Courtesy Mumbai Film Festival
Courtesy Mumbai Film Festival
What a difference a year makes. Last year the festival was almost canceled for lack of funds and limped on due to a last-minute crowdfunding rescue. This year the 17th edition of the Mumbai Film Festival held a glittering opening ceremony in front of the iconic Gateway of India, built for the arrival of King George V and Queen Mary in 1911 at Apollo Bunder’s seafront in South Mumbai. Bollywood royalty walked a red carpet lined with screaming fans and popping flashbulbs. Roads were blocked and Mumbai’s always-horrendous traffic was snarled worse than ever. Maharashtra state’s Chief Minister declared the festival open, the juries were introduced, and awards were given to Israeli filmmaker Amos Gitai and writing duo Salim-Javed, veterans of tens of screenplays of Bollywood blockbusters.
A dinner at the famous billion-dollar Reliance mansion followed to continue the celebrations.
With over 200 films from 58 countries screening in six venues across the city, 7,000 film lovers battled traffic across the sweltering city, triumphantly swiped their badges -if they were lucky enough to get the coveted tickets- or stood in long lines. A riot broke out in one venue causing the screening to be cancelled. Young Indians consider this festival their film university and the level of interest is so high that most screenings are sold out as soon as tickets go online.
Young Indians consider this festival their film university and the level of interest is so high that most screenings are sold out as soon as tickets go online.
Highlights of this year’s festival include the Opening Night picture Aligarh, a timely film about homosexuality in a hostile and homophobic society. India Gold showcased Indian films reflecting diverse themes such as police brutality in Visaaranai, violence against women in Dau Huduni Methai and G-A Wanton Heart, and the fight for a separate Sikh nation in Chauthi Koot.
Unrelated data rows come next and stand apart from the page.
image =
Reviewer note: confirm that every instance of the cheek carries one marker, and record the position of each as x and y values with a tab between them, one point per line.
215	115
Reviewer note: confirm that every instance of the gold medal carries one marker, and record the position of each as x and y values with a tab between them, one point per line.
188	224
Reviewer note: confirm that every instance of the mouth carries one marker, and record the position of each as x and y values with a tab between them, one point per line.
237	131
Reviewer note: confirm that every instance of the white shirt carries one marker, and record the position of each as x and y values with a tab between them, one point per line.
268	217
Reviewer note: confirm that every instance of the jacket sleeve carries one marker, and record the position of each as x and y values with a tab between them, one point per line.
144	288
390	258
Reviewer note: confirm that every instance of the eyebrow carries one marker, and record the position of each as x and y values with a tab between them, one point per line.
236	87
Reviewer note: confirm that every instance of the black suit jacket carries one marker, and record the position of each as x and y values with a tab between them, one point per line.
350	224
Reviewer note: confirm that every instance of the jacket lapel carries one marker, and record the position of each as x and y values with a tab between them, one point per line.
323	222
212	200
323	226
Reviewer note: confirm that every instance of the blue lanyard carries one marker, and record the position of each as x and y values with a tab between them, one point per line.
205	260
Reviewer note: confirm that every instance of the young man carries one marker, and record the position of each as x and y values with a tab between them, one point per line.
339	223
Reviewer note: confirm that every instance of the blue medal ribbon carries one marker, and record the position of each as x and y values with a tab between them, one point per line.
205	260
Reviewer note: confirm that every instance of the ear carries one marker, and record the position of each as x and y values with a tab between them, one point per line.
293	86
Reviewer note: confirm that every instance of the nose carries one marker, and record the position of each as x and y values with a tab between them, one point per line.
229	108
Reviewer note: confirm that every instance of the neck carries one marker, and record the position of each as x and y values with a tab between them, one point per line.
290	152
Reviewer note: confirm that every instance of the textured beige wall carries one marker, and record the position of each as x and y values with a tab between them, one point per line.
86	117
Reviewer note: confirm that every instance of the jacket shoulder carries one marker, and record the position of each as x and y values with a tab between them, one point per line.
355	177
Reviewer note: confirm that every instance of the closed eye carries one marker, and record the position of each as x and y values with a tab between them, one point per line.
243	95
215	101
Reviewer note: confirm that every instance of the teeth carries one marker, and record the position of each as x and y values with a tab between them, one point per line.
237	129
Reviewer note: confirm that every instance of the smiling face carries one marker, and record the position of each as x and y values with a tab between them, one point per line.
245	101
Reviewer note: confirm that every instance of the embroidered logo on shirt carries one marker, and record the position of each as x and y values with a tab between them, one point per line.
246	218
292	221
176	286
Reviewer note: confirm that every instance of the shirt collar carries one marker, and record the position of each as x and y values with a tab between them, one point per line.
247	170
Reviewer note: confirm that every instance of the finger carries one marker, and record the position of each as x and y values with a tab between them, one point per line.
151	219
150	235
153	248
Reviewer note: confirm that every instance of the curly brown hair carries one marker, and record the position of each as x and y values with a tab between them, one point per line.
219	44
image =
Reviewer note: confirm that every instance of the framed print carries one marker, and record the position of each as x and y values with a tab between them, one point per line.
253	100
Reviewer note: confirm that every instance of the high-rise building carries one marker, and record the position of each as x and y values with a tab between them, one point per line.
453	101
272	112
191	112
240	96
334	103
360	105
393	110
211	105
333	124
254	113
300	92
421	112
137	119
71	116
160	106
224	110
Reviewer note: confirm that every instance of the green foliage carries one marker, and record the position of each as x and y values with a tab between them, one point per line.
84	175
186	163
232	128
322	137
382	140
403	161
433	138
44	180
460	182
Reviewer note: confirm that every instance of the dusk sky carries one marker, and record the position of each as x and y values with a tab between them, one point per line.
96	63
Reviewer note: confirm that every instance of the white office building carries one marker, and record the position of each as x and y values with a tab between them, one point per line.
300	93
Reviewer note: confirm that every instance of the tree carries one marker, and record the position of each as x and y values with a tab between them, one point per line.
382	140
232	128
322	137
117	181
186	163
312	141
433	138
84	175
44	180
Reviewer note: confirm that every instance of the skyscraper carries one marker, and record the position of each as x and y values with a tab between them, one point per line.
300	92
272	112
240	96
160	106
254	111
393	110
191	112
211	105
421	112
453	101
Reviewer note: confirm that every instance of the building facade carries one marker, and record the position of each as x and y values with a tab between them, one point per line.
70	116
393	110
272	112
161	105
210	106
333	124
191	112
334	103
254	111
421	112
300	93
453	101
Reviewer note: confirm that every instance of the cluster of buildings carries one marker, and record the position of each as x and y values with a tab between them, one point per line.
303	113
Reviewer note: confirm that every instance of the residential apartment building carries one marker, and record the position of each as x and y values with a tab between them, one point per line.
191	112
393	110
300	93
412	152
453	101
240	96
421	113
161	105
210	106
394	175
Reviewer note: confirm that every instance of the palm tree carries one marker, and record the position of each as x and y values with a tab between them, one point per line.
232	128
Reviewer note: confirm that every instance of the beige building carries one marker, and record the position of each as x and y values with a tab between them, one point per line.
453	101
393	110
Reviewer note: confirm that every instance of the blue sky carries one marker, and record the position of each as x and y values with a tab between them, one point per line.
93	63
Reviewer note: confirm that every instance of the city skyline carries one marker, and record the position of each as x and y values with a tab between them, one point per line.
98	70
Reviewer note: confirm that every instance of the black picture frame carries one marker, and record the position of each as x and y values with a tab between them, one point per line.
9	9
Discovering India featured a collection of indie films from across the Indian diaspora – films made by non-Indians about India and Indians about other countries. The annual Rendevous section continued India’s love of French cinema with the theme “la vie est étrange.” Palme D’Or winner Dheepan was featured in this category. Restored Classics screened Satyajit Ray’s Apu Trilogy, Guru Dutt’s 1957 Pyaasa, Eiichi Yamamoto’s 1973 Belladonna of Sadness, and RItwik Ghatak’s 1961 E-Flat set against the backdrop of the 1947 Partition.
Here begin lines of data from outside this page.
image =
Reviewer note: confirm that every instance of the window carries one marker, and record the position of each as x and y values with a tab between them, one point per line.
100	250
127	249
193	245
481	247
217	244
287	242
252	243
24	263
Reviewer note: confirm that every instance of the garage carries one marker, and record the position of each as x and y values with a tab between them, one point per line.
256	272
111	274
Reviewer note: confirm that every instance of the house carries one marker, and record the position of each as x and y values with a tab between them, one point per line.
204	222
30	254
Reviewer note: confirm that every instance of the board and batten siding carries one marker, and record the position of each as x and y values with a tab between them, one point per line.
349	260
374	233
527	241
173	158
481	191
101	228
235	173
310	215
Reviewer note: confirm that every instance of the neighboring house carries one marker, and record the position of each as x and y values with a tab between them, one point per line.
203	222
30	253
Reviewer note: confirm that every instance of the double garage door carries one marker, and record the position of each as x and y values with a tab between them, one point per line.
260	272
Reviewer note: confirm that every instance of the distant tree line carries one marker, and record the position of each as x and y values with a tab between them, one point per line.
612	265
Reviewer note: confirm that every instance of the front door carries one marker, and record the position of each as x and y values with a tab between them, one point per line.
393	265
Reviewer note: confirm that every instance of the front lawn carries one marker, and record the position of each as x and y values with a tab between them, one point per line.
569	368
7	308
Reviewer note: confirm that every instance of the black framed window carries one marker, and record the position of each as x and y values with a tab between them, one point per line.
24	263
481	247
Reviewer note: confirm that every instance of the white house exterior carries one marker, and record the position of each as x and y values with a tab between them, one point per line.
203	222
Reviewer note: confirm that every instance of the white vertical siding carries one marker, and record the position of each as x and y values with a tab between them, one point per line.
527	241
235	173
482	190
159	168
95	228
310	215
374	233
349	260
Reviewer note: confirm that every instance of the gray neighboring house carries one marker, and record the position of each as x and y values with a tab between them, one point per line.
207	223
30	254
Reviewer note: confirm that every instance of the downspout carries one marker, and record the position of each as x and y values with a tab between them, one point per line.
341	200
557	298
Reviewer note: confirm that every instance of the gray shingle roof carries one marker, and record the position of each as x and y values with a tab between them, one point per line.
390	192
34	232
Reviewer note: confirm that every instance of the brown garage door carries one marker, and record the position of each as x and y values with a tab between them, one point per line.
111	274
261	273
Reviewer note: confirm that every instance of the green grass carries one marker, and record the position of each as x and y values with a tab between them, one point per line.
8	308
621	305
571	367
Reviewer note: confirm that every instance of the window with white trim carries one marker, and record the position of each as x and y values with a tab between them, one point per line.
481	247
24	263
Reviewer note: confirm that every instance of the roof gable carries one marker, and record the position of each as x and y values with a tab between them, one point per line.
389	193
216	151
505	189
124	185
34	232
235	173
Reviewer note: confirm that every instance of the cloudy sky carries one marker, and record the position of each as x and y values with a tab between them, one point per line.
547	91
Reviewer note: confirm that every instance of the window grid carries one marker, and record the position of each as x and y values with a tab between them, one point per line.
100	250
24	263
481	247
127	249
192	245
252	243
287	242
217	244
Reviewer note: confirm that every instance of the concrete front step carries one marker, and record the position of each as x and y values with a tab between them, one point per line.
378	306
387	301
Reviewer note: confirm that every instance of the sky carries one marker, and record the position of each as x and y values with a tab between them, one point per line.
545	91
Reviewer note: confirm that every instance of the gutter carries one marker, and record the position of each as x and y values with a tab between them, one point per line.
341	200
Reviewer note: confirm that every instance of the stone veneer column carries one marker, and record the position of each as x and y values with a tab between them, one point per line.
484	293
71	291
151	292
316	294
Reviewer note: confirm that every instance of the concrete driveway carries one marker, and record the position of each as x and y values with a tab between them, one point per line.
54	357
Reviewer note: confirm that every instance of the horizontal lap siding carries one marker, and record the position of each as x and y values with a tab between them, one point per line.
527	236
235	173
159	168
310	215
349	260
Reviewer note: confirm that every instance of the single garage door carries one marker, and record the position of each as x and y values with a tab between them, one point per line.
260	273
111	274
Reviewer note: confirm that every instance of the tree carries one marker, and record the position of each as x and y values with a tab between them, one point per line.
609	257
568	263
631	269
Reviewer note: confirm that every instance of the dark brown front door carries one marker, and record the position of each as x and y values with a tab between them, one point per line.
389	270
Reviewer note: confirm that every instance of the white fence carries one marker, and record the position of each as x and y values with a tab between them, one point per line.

A sidebar of Indian and international horror films, short films by Indian filmmakers, a selection of documentaries, and Half Ticket, a slate of children’s films judged by a children’s jury, rounded out the offerings. There were also tributes to Agnes Varda and Indian director Chetan Anand.
Concurrent with the festival was the Mumbai Film Mart where filmmakers were given an opportunity to pitch their projects to distributors across all platforms, including digital. And then there was the Movie Mela (Fair) at nearby Mehboob Studios where fans could interact with Bollywood actors in a series of panel discussions that included master classes, a director’s studio, and a reunion of the cast of Mr. India in a ComiCon-like atmosphere with Disney India sponsoring a Star Wars and Avengers booth with film merchandise for sale.
The HFPA had a presence again this year with a filmmakers’ reception promoting the Association and explaining to filmmakers the process for submitting their films for Golden Globes’ consideration. More than a hundred delegates, jury members and actors, directors and producers showed up at a local restaurant where they were welcomed by HFPA members Noel de Souza and Meher Tatna.
The International Jury led by Selma director Ava Duvernay, and including the Toronto Film Festival’s Artistic Director Cameron Bailey, awarded the top prize to Guatamalan entry Ixcanul directed by Jayro Bustamante. Runner up was Kyrgyzstan’s Heavenly Nomadic by Mirlan Abdykalykov. The jury grand prize went to India’s Thithi by Raam Reddy, and Iranian director Jafar Panahi’s Taxi won the audience award.
It is worth noting that last year’s festival winner Court is India’s entry to the Oscars this year. Unlike that awards show, the Globes has no limit on submissions from each country.